I digest his words a moment, thinking. Finally, I decide to try the direct approach.
"Do you know who it is?"
He looks at me askance, swirling the last of his drink and making the ice clink against the glass. "I don't," he says. "Do you believe me?"
Again, I pause.
"I don't know," I say at last. "But I think I'd like to."
I expect him to smirk, or laugh, but instead he looks unusually grave as he pushes back his chair and stands. "I'd like you to, as well," he says. "And I'll tell you something else, little wolf: out of everything I've said to you, since the moment we met, only one thing wasn't true. I won't tell you which, but I will tell you this—don't ask questions that you don't want to hear the answers to, because I won't lie to you again. I like you too much for that."
He leaves me then, alone with the dishes and my thoughts, and a sudden ache in my chest.
I clean up, and then head for the stairs. I've just reached the bottom when Ambrose appears at the top. I wait as he descends, caught in a little snare of awkwardness, and unsure where to look.
He stops when he's level with me, and in the silence I scramble for something to say, but he speaks first.
"Thank you for dinner," he says evenly. "It was... delightful."
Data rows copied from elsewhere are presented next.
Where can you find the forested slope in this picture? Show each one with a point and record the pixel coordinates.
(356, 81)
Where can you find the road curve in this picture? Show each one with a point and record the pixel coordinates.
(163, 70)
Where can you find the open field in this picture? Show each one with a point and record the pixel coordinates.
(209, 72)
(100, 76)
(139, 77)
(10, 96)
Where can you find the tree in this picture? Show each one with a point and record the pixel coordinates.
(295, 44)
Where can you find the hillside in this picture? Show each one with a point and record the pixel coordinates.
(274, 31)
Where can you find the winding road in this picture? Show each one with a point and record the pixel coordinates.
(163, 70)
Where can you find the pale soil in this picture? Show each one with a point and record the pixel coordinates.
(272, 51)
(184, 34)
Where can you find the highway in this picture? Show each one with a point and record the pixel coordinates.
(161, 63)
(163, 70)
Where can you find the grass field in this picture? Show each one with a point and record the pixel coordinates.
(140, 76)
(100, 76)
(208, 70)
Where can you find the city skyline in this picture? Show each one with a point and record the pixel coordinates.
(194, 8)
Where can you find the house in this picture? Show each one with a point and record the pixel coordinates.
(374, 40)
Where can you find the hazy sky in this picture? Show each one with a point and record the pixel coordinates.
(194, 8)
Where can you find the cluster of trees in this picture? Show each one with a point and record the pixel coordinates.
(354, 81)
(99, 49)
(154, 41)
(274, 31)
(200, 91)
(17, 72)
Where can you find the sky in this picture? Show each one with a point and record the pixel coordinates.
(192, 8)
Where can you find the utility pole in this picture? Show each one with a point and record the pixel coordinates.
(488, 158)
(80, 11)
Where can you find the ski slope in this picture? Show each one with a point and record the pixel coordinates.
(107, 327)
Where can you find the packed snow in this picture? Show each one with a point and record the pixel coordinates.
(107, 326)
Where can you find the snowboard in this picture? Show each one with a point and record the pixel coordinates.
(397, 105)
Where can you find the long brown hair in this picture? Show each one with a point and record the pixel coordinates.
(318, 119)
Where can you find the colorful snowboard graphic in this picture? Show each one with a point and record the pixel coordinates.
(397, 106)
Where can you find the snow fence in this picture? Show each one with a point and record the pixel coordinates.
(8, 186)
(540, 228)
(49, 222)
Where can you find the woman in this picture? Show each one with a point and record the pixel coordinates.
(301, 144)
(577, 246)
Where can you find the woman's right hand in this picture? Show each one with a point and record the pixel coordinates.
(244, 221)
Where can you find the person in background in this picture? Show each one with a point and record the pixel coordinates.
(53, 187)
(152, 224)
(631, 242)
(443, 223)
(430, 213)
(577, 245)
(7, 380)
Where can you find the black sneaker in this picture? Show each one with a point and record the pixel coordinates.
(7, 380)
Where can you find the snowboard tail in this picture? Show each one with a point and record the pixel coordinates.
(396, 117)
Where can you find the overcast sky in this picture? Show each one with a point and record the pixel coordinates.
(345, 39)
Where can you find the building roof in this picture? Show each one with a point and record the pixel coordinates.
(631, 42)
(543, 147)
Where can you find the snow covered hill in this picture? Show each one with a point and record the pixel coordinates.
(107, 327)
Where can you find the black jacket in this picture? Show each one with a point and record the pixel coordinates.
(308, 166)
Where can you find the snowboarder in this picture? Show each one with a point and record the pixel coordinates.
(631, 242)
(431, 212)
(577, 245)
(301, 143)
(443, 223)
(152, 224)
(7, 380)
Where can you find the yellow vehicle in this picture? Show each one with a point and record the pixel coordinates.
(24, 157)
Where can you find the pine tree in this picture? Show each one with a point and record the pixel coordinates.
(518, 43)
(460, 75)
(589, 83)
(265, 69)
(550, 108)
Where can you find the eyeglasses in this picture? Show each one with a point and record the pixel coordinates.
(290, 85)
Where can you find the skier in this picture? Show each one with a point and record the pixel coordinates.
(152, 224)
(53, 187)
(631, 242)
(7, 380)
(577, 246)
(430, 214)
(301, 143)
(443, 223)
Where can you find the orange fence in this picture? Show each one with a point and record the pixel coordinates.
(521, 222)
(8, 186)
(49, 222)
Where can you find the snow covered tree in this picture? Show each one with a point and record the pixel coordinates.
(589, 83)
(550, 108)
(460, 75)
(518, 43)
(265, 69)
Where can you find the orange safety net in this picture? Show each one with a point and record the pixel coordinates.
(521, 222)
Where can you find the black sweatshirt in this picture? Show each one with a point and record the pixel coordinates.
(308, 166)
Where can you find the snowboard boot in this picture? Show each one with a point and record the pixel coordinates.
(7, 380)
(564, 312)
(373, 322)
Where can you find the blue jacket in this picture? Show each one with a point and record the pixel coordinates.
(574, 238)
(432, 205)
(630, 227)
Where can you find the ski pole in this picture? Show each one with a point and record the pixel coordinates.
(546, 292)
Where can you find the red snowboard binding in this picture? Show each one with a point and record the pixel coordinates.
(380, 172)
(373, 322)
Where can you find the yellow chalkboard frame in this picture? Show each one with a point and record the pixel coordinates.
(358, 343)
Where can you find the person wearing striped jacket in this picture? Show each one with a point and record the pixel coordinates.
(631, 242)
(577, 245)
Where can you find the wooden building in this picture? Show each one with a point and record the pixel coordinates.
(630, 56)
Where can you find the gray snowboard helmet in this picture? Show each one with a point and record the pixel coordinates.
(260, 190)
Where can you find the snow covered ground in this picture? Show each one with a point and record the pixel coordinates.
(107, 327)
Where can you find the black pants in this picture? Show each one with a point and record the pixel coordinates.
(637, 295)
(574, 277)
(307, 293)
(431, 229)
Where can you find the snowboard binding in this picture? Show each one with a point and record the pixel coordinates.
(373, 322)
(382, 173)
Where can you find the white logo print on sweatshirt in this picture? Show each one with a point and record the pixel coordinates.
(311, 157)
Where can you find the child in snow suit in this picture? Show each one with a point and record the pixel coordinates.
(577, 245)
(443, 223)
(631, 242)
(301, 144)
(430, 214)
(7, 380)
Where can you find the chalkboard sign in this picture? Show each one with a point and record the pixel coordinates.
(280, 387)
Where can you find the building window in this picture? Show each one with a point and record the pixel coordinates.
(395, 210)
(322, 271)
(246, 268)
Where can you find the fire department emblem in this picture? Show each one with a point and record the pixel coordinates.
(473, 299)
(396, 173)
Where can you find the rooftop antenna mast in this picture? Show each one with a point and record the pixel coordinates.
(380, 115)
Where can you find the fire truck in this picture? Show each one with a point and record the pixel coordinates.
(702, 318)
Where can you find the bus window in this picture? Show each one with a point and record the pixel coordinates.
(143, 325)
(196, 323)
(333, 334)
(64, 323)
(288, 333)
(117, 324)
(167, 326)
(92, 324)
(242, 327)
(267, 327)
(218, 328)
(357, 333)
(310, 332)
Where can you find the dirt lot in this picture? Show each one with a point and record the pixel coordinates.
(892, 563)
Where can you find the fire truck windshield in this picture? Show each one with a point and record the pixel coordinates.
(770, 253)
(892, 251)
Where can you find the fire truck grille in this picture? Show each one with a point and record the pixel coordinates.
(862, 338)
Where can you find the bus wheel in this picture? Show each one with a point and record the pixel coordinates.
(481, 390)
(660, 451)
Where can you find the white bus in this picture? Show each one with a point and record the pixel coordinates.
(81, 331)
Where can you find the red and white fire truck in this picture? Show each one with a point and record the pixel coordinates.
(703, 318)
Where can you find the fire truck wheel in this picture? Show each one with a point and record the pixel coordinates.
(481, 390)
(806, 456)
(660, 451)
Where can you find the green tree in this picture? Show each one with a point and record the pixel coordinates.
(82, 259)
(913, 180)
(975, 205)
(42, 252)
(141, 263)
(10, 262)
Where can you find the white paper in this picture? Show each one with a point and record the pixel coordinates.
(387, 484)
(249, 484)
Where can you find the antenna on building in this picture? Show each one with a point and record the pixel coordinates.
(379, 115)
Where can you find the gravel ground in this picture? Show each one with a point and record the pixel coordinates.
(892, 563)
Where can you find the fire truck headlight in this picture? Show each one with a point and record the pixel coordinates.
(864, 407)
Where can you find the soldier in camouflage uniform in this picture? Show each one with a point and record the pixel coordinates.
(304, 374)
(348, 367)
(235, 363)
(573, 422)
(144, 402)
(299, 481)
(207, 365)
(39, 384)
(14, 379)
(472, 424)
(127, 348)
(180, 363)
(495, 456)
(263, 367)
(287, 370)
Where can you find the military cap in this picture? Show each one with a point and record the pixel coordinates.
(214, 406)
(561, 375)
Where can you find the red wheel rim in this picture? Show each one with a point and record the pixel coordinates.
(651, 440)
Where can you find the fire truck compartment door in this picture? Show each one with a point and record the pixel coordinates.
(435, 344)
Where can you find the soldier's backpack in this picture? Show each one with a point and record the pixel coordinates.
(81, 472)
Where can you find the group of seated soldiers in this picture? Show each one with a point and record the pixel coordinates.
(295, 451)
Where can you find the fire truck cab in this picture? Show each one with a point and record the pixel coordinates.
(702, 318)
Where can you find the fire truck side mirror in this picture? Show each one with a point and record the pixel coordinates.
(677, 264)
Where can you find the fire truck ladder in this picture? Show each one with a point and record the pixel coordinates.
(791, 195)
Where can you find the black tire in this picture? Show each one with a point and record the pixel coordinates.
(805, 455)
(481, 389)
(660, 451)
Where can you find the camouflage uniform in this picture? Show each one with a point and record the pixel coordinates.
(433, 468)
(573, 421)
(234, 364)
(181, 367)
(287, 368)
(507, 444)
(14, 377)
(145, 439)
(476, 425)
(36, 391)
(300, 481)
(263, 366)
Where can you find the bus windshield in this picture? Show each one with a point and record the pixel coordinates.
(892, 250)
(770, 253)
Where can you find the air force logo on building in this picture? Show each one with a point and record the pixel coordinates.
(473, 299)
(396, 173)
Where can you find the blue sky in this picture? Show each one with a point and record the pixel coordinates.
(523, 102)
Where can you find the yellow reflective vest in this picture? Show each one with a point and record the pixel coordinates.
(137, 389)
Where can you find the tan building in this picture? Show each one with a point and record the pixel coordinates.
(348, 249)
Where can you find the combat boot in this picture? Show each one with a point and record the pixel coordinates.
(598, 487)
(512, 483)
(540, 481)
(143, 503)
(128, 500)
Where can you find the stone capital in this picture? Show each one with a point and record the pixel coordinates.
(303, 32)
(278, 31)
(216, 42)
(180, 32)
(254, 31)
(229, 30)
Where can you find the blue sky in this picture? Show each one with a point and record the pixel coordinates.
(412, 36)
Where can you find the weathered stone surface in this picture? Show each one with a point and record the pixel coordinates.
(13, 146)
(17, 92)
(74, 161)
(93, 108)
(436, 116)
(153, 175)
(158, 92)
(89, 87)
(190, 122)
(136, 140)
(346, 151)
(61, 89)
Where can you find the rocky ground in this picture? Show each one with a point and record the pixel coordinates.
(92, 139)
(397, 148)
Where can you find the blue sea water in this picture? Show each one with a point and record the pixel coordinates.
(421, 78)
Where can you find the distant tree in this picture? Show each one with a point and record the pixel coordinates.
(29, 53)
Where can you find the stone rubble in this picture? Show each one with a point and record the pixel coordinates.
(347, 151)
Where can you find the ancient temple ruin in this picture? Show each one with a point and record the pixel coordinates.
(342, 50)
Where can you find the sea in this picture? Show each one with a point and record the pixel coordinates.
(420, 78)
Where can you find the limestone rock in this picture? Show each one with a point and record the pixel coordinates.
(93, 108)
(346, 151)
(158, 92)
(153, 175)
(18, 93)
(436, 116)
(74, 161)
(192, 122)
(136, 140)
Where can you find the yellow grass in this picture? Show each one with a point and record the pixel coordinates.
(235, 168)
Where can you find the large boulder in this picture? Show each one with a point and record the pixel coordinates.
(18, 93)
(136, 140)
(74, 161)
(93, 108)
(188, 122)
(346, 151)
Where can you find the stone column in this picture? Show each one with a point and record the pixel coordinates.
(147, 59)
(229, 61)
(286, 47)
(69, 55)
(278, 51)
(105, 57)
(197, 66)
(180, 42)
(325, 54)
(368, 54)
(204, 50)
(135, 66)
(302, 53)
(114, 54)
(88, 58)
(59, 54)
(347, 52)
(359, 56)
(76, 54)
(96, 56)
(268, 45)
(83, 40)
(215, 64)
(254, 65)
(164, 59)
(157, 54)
His eyes are on my mouth when he says this, and I touch my fingers to my lips, thinking I must have a fleck of food there. Strangely, a flush of color rises to his face, and when he lifts his eyes to mine they flare with dark fire.
"You're... welcome," I say, though it sounds a little strained.
"I'll make it up to you—your kindness, and your hard work. You deserve to be appreciated properly."
"Um... thank you," I reply, willing the words not to stick in my throat. "But you don't owe me anything."
"Oh, I do so," he says, his smirk playing at the edge of his mouth. "Breakfast, at the very least—tomorrow. Until then... good night."
He moves past me, headed for the door, and I start up the stairs.
"There is one more thing you ought to know," he calls as an afterthought, making me stop and turn. "The next time that I kiss you, little wolf, you'll have asked me to. And you will ask me to."
He throws me a final wink—a little flash of embers—and then he's gone, leaving me with a tangle of confused feelings to pick through.
And one thread among the many, I note with a hint of dread, feels an awful lot like hope.